Fred Kaplan, in an well-written essay of Obama’s foreign policy dichotomy between theory and practice, mentions that Obama was worried that this would also drag Iran more into the mix. Kaplan argues that Obama’s preferred tools were – “words, logic, persistent questions, and sequential problem solving.” In a world like this one: good luck, Mr. President.
In 2014:
“In any case, two years later, Obama approved a similar plan. However, when the American-backed rebels started racking up victories on the battlefield and appeared to be closing in on Assad, Obama’s prediction of what would happen next came true: the Iranians redoubled their support for Assad, sending Quds Force soldiers to fight the rebels. And Russian President Vladimir Putin, fearing the loss of Moscow’s sole outpost outside the former Soviet Union, sent tanks, planes, and missiles to support the Syrian army.”
Obama’s foreign policy motto could be: In any case.

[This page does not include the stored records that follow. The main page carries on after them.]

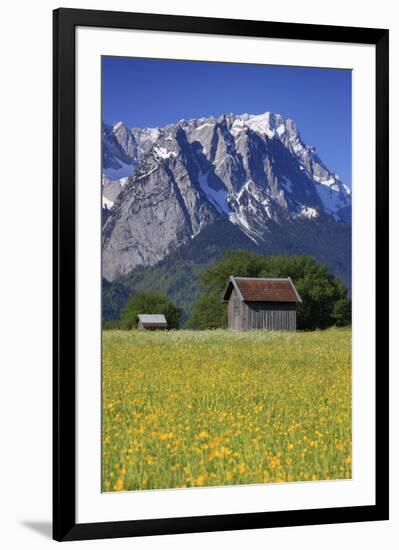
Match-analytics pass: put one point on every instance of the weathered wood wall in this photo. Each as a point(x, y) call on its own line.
point(260, 315)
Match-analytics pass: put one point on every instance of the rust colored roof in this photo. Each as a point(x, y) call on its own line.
point(263, 289)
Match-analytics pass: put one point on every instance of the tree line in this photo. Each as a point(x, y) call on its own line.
point(325, 300)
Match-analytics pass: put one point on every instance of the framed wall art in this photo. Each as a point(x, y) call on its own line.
point(220, 274)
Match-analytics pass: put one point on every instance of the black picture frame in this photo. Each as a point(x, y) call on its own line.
point(65, 22)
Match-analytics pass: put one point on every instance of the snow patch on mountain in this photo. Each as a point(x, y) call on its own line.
point(218, 197)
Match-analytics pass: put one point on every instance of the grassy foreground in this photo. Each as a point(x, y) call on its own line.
point(184, 408)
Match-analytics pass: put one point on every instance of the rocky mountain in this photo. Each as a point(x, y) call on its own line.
point(163, 186)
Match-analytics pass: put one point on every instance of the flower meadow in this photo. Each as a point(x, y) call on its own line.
point(207, 408)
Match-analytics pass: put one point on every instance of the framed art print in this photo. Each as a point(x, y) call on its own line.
point(220, 274)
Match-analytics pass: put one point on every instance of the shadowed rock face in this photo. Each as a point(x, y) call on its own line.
point(253, 171)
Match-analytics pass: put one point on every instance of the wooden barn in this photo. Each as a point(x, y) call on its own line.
point(261, 303)
point(151, 321)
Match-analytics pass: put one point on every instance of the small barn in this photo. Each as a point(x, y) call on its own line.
point(152, 321)
point(261, 303)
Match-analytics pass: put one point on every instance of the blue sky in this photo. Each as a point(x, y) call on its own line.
point(153, 92)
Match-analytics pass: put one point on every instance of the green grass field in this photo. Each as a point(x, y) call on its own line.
point(184, 408)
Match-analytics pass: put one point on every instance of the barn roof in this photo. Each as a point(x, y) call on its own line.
point(152, 319)
point(259, 289)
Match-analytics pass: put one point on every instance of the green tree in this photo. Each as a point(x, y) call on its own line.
point(324, 296)
point(150, 302)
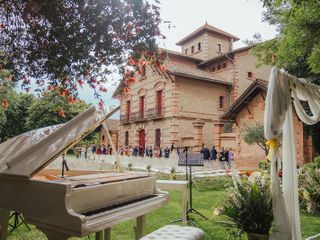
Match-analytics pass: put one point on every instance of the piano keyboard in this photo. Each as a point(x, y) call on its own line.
point(112, 207)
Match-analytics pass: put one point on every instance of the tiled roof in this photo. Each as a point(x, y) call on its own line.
point(187, 71)
point(206, 27)
point(113, 125)
point(119, 88)
point(223, 55)
point(181, 55)
point(257, 86)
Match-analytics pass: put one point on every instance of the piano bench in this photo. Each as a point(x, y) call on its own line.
point(175, 232)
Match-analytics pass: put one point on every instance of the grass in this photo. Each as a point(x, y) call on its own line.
point(207, 194)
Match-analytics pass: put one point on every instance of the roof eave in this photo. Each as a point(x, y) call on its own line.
point(200, 78)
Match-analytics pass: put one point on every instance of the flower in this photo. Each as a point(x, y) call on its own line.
point(126, 90)
point(70, 99)
point(51, 88)
point(64, 92)
point(80, 82)
point(163, 68)
point(131, 62)
point(61, 113)
point(5, 103)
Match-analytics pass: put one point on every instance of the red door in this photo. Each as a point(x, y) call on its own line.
point(142, 140)
point(159, 103)
point(142, 107)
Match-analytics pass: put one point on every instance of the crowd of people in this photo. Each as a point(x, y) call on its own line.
point(100, 149)
point(151, 151)
point(225, 156)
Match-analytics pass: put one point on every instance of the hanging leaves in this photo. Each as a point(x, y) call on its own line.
point(5, 103)
point(61, 113)
point(80, 45)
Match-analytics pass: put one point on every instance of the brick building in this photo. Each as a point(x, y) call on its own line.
point(248, 110)
point(113, 128)
point(184, 104)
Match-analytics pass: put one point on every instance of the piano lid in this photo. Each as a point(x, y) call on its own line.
point(28, 153)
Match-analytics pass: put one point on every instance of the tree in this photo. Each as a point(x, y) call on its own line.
point(254, 134)
point(70, 42)
point(51, 109)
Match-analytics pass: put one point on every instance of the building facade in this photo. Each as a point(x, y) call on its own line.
point(184, 104)
point(113, 128)
point(248, 110)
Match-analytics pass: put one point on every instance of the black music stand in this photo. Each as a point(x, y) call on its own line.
point(18, 220)
point(64, 165)
point(190, 160)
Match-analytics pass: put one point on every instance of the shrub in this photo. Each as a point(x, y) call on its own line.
point(249, 204)
point(264, 165)
point(309, 188)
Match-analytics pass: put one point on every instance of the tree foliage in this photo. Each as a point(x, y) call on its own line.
point(254, 134)
point(69, 42)
point(52, 109)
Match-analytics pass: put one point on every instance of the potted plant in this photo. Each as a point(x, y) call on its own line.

This isn’t an attack on President Obama, by the way, more of an assessment on the difficulties of making decisions in an anarchic world. It has been repeated, like a mantra, that in politics, your choices are all horrible. This also illustrates the outsider/insider bias/dichotomy. Outside and without any power, it’s easy to condemn and to say you would have done X over Y if you were in power. Inside: you must make a decision based on imperfect information and the possible black swans, or simple spillover effects, are unknown.